La chef de service fouille dans son sac à main. Elle en sort une guillotine miniature. Puis elle extirpe un petit étui en cuir, en extrait un cigare, le renifle et le place sous la guillotine pour en décapiter l’extrémité.
Florent Pellegrini griffonne quelque chose sur un papier, comme s’il notait une idée.
La jeune journaliste scientifique prend son temps pour développer son argument.
— Les fabricants en général ne consomment pas les produits qu’ils fabriquent. Précisément parce qu’ils savent ce qu’ils contiennent. Les médecins sont les derniers à se soigner. Victor Hugo, pour expliquer qu’il ne lisait pas les autres romanciers, avait déclaré que « les vaches ne boivent pas de lait ».
Quelques collègues approuvent. Lucrèce Nemrod reprend confiance et poursuit :
— Les stylistes de mode sont souvent mal habillés. Et les journalistes… ne croient pas ce qui est publié dans les journaux.
Un nouveau murmure traverse la petite assistance, indiquant qu’elle a touché juste. Discrètement, Florent Pellegrini lui glisse le papier qu’il vient de griffonner. La jeune journaliste y prête à peine attention et poursuit :
— Parce que étant de la profession nous savons comment les informations sont manipulées, déformées, inexactes, alors on s’en méfie. Je pense que les comiques savent eux aussi comment les blagues sont élaborées et du coup il en faut beaucoup pour les faire vraiment rire.
Les deux femmes se défient du regard en silence.
D’un côté, Christiane Thénardier, chef de la rubrique Société du Guetteur Moderne : tailleur Chanel, chemisier Chanel, montre Chanel, parfum Chanel, cheveux teints en roux, œil noir recouvert de lentilles bleu clair. Vingt-trois ans de rédaction sur 52 ans d’âge. Beaucoup certifient qu’elle s’est élevée jusqu’à ce poste convoité grâce à son talent d’entremetteuse de couloirs. En effet, sans jamais avoir écrit un article, et pas davantage effectué la moindre enquête sur le terrain, elle n’a cessé de grimper. Certains chuchotent que c’est en couchant avec les directeurs de l’étage du dessus, mais vu son physique, la chose semble peu probable.

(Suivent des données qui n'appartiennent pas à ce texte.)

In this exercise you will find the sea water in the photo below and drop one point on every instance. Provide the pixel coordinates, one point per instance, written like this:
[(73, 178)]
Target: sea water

De l’autre, Lucrèce Nemrod, jeune reporter de 28 ans. Elle figure parmi les dernières arrivées au service Société, avec un statut de « pigiste permanente », spécialiste des thèmes scientifiques. Elle n’est pas titularisée. Elle a pourtant à son actif six années d’enquêtes sur le terrain et une centaine de reportages. La jeune femme est rousse elle aussi. Mais contrairement à sa supérieure hiérarchique, sa teinte est naturelle, en attestent les taches de rousseur qui criblent ses pommettes. Ses yeux en amande jouent avec le vert de l’émeraude. Quant à son visage au petit nez pointu, il évoque le museau d’une musaraigne, posé par un cou gracile sur un corps musclé et nerveux mis en valeur par une veste chinoise noire, brodée d’un dragon rouge transpercé d’une épée. Seules restent nues ses épaules rondes.
Christiane Thénardier allume son cigare et pompe en silence, signe chez elle d’intense réflexion.
— Le Cyclope assassiné, ce serait un sacré scoop, non ? reconnaît Florent Pellegrini. Et là on pourrait damer le pion aux quotidiens.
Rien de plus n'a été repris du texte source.